I think that is the case last night. Obama was clearly aggressive, interrupted frequently, wouldn’t concede points even if he had to lie to do it, and so on. In short, he was the opposite of the 1st debate Obama. I think, for the most part, Romney was the same Romney from the first debate.

So when you ask people to ‘score’ the debate, they notice the difference in Obama and give him points for all that. But my first impression is that people who liked the Romney they saw in the first debate will continue to like him now, maybe even more.

I think this was backed up by the polling. Both the CNN and CBS polls gave Obama a slight ‘win,’ but in every category that matters they gave the edge to Romney. Every Category.

Romney was seen as better able to handle most issues. he had an 18-point edge among registered voters on the economy (58 percent to Obama’s 40 percent ); a 3-point edge on health care (49 percent to 46 percent); a 7-point edge on taxes (51 percent to 44 percent); and, largest of all, a 23-point edge on the deficit (59 percent to 36 percent).

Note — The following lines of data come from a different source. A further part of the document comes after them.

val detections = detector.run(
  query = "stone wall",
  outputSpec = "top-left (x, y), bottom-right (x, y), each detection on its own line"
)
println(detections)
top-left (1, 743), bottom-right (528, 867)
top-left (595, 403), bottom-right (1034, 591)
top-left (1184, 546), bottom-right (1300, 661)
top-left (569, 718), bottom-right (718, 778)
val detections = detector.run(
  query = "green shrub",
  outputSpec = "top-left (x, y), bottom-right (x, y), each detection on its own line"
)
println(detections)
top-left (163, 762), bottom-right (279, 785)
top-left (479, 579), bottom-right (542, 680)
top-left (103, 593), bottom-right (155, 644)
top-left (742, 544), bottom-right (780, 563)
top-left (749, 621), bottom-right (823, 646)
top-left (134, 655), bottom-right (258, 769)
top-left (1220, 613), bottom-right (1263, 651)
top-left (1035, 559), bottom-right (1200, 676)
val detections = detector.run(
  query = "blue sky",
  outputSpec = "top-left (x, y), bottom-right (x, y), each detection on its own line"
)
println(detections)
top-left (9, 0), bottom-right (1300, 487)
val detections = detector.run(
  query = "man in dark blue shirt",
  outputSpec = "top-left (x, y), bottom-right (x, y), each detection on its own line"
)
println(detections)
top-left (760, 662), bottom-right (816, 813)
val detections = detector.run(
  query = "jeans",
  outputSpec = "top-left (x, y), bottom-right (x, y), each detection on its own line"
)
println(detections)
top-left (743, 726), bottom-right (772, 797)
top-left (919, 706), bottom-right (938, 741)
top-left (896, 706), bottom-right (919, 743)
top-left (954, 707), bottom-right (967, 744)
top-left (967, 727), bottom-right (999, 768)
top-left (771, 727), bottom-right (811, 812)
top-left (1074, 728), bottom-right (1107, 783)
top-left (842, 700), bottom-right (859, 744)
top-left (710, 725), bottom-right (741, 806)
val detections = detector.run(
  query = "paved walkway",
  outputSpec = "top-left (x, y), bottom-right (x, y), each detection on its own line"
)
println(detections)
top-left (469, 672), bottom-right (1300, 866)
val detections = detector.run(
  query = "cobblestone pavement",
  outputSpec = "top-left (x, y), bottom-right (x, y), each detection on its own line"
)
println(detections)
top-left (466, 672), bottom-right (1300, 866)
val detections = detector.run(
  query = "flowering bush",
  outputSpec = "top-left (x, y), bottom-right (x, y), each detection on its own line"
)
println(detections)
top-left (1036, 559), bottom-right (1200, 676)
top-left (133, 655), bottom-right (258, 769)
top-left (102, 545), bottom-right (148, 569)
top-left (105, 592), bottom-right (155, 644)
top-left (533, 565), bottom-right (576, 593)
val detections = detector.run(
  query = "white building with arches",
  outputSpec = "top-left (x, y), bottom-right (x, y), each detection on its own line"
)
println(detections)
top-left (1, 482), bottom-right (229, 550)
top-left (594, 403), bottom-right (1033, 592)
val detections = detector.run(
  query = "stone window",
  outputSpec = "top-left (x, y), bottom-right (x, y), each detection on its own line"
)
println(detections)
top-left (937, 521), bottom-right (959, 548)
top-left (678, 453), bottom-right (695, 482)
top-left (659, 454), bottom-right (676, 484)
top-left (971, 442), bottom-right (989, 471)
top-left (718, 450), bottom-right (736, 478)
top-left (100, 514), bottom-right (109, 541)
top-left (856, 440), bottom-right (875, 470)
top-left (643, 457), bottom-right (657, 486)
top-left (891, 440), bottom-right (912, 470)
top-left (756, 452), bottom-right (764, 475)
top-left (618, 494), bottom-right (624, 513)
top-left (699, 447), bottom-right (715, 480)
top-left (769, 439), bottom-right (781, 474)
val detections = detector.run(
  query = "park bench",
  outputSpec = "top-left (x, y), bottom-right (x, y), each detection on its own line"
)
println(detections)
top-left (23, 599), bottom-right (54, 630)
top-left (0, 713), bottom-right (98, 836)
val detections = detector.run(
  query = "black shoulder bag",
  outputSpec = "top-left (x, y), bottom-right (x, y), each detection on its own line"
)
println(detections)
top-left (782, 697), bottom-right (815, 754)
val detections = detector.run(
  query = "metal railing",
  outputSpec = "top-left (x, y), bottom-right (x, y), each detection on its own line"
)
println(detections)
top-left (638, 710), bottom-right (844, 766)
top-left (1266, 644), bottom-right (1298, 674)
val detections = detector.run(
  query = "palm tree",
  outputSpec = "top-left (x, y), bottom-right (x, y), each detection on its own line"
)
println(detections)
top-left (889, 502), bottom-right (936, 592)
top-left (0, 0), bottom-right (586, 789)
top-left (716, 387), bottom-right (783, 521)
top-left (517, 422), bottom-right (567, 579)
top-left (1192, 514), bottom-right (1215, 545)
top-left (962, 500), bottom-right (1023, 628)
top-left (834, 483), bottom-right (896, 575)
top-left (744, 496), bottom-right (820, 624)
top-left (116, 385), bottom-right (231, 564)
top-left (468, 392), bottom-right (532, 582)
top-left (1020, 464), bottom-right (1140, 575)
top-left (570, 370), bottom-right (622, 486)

This result was then backed up by Frank Luntz’ Nevada undecided voter focus group which lambasted Obama and gave wins to Romney overall. Asked to describe Romney after the debate, former Obama voter after former Obama voter said “Presidential”, “Informed”, “Presidential”.

The conventional wisdom may be to give the debate to Obama, and that is fine for now. But I think the votes go to Romney.

And when Obama loses in 3 weeks, the pundit class will take a more honest look at this debate and conclude that Obama did himself no favors and that Romney may have won the election last night.